Enregistrements et honneurs
En 1919, Sarah Fischer se rend à New York pour enregistrer huit titres chez Pathé. À Londres (1922-1925), elle enregistre chez HMV quatre chants d'amour élisabéthains avec quatuor à cordes. Une liste paraît dans En remontant les années. Beaucoup plus tard, soit en 1939, toujours à Londres, elle grave six mélodies en anglais (Haydn, Bunten, Dunhill, Edwards et Mana-Zucca). Ces mélodies ainsi que les titres pour Pathé et HMV sont repiqués sur un 33 tours paru au Canada en 1967 sous le titre Sarah Fischer, édition hors commerce. On peut aussi l'entendre sur Les Grandes voix du Canada/Great Voices of Canada (Analekta AN2 7801, 1993).
Elle est nommée en 1928 membre honoraire du RCM. En 1968, elle reçoit le prix de la Société des concerts des écoles juives populaires et des écoles Peretz, décerné annuellement à une personnalité du monde artistique canadien. Ses archives et documents personnels sont déposés aux Archives nationales du Canada.
Bibliographie
Hélène CHARBONNEAU, L'Albani : sa carrière artistique et triomphale (Montréal 1938).
Marilyn BEKER, « A life bound up with beauty », The Gazette (Montréal, 4 mars 1971).

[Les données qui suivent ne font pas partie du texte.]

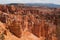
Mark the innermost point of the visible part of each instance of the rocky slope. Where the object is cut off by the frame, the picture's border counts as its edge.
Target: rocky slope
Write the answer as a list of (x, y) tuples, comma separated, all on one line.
[(29, 23)]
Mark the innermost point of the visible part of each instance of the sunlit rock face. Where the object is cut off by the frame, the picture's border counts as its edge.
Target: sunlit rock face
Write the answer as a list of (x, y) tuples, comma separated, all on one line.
[(27, 22)]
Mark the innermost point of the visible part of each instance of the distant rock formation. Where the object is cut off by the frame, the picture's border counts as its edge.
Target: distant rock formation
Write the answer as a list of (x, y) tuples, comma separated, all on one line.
[(39, 21)]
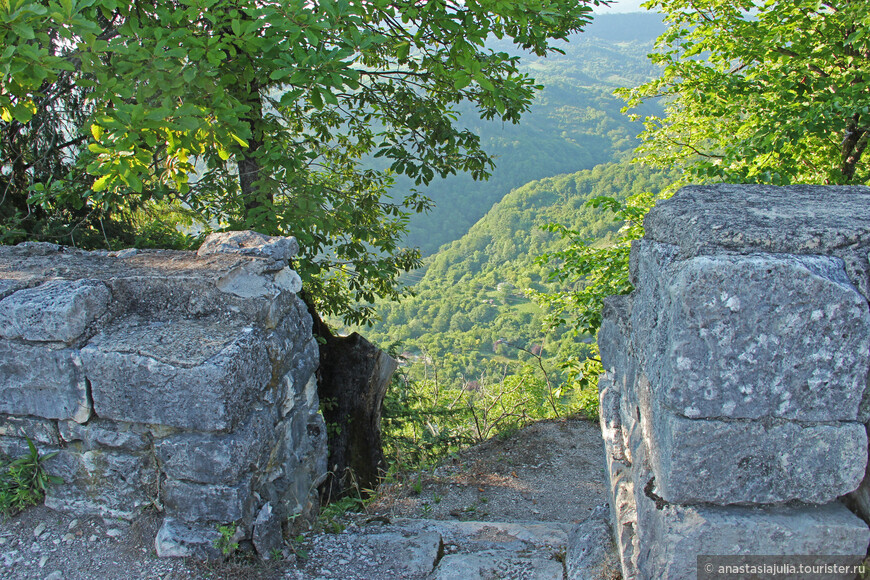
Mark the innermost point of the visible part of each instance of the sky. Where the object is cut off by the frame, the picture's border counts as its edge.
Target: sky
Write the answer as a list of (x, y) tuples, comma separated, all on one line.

Jacob SISKIND, « Sarah Fischer was a "grande dame" of music », ibid. (5 mai 1975).
Gilles POTVIN, « Une artiste exemplaire : Sarah Fischer », Le Devoir (Montréal, 6 mai 1975).
Louise OUELLETTE et Diane [Anne] GODDARD, « Sarah Fischer, mezzo-soprano 1896-1975 », L'Archiviste, VI (janv.-avril 1979).
Gilles POTVIN, « Les Canadiens au secours d'Emma Albani », Présentation à la Société royale du Canada, XL (1985-1986).
Claude GINGRAS, Musiciennes de chez nous (Montréal, 1955).
Eric McLEAN, « Grand Tradition : great Canadian musical figures of the past », Opera Canada (aut. 1994).